An interdisciplinary team of McGill researchers has uncovered a connection between growing economic inequality and an increase in the number of plant and animal species that are threatened with extinction.
"Our study suggests that if we can learn to share economic resources more fairly with fellow members of our own species, it may help us to share ecological resources more fairly with other species," said Dr. Greg Mikkelson, assistant professor in the McGill School of Environment and Department of Philosophy. The study appears in the May 16 issue of PLoS ONE, the online, peer-reviewed, open-access journal of the Public Library of Science.
Mikkelson and his colleagues related indicators of income inequality and biodiversity loss on two different scales: among 45 countries worldwide and among 45 states within the United States. They controlled for differences such as area and climate, human population size, and per capita consumption. The same general trend is evident in both scales: societies with more unequal distributions of income experience greater losses of biodiversity.

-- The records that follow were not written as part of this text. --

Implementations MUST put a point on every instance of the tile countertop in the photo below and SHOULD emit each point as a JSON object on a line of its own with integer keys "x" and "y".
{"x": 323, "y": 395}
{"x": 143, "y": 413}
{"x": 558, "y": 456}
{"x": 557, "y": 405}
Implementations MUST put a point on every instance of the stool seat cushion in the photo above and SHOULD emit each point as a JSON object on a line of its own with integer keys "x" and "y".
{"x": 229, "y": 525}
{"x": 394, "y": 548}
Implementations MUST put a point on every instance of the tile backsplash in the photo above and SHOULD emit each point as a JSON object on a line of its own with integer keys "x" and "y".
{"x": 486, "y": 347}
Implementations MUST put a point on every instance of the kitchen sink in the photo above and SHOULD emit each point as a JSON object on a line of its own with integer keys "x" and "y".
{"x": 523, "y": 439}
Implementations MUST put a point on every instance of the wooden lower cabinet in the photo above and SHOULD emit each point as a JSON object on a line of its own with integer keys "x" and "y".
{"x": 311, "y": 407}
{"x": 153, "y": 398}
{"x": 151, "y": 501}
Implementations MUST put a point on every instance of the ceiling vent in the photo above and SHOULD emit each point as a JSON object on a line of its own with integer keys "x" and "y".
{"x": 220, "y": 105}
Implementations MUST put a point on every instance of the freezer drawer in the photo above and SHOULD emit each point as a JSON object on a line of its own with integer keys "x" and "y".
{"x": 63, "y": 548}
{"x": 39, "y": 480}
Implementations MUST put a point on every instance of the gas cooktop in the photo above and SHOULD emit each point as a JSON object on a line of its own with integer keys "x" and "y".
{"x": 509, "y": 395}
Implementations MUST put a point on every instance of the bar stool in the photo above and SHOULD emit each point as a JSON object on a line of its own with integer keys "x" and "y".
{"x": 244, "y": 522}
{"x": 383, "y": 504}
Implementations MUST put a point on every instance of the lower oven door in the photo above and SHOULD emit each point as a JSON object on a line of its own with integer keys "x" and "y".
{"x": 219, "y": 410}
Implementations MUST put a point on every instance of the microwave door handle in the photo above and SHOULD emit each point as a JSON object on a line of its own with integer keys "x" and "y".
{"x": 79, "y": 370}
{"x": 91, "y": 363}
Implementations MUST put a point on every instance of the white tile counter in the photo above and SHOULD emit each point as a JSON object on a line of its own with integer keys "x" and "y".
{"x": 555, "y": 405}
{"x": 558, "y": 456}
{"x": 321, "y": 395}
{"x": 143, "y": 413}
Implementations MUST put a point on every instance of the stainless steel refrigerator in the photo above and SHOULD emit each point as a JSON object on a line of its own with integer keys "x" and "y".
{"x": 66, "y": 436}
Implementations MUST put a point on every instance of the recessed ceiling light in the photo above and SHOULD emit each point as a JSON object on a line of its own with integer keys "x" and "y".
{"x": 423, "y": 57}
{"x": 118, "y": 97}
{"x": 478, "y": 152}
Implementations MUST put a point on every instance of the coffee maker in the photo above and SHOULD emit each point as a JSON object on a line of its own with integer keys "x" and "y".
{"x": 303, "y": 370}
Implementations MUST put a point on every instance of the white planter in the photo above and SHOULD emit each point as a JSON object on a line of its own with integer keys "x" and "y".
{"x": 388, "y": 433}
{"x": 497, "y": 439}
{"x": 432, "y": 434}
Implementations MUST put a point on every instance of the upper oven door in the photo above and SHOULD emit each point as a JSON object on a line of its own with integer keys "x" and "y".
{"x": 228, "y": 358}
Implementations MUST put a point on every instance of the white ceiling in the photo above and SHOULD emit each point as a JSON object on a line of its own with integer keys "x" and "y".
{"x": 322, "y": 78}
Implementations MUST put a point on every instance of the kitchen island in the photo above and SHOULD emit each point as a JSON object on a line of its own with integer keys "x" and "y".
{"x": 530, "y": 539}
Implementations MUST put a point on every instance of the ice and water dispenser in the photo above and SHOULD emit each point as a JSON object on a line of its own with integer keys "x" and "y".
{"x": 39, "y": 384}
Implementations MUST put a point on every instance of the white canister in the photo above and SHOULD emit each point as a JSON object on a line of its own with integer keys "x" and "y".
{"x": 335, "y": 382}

"While there is often a trade-off between economic growth and environmental quality," says Mikkelson, "this study suggests that there is a synergy between a different kind of economic development namely, toward a more equitable distribution of wealth and the conservation of biological diversity." For example, if the US were to achieve levels of income equality comparable to those of Sweden, the pattern reported in their paper implies that 44% fewer plant and vertebrate species in the US would be in danger of extinction.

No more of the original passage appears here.